The essence of strategy is choosing what not to do.
If competition didn’t exist, there’d be no need for strategy.
Strategy is the antidote to competition.

Two ways of gaining a competitive advantage:

  • do different things
  • do things differently

Competing to be the best is a destructive, zero sum game.
Competing on price is the business equivalent of mutually assured destruction.

Strategic competition = choosing a different path, competing to be unique.
Uniqueness is the essence of competitive advantage.
Run a different race from your rivals.

A good strategy is like a shelter in a storm.

Competitive advantage means you operate at a lower cost, command a premium price, or both.

To sustain a premium price you have to offer something that is unique and valuable.

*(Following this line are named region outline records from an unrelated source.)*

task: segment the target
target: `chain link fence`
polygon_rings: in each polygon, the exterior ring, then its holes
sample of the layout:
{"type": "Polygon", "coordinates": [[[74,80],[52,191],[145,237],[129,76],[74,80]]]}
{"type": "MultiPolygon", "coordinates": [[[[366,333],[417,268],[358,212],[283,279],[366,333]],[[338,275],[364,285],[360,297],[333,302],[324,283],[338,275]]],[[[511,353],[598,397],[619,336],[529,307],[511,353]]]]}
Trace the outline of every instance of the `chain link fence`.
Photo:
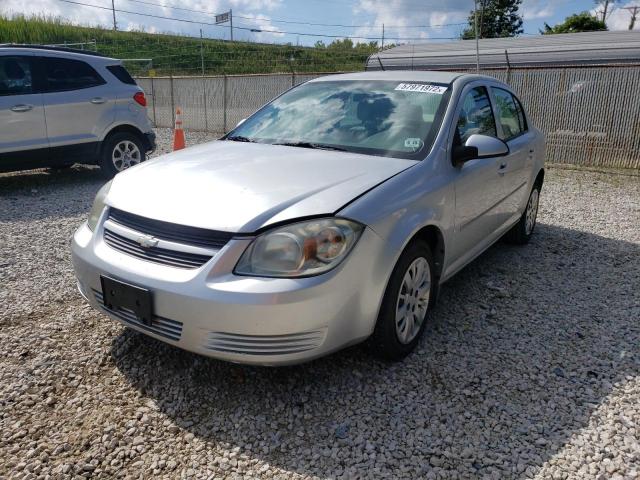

Improving operational effectiveness does not provide a robust competitive advantage. ‘Best practice’ advantages are rarely sustainable.

Every good strategy has:

  • a distinctive value proposition
  • a tailored value chain
  • trade-offs different from rivals
  • interdependent fit across value chain
  • continuity over time

Find a unique way to serve your chosen segment profitably.

Effective strategy requires:

  • a set of choices that nobody else has made
  • trade-offs throughout the value chain, eg Ikea.
  • either/or choices – straddling is usually a mistake.

A stable value proposition can still deliver huge innovation. Lots of things in how Walmart works have changed – it’s value proposition hasn’t.

When you substitute flexibility for strategy, your organisation doen’t stand for anything. Flexibility without strategy will guarantee mediocrity.

An effective strategy is dynamic. It’s a path, not a fixed point.

Sticking with a strategy allows it to emerge and improve.
Continuity of direction makes effective change more likely.
Strategy guards against fads.

Ten practical implications:

  1. Vying to be the best is intuitive but self-destructive.
  2. Competition is about profits, not market share.
  3. Competitive advantage is not about beating rivals but creating unique value for customers.
  4. A strategic value proposition requires a specifically tailored value chain to deliver it.
  5. A good strategy deliberately makes some customers unhappy.
  6. Making trade-offs is the linchpin that makes competitive advantage possible and sustainable.
  7. Without good execution even the most brilliant strategy won’t deliver superior performance.
  8. Good strategies depend on many choices and the connections among them.
  9. Too much change can be just as disastrous for strategy as too little.
  10. Strategy doesn’t require heroic predictions about the future – it does require a point of view.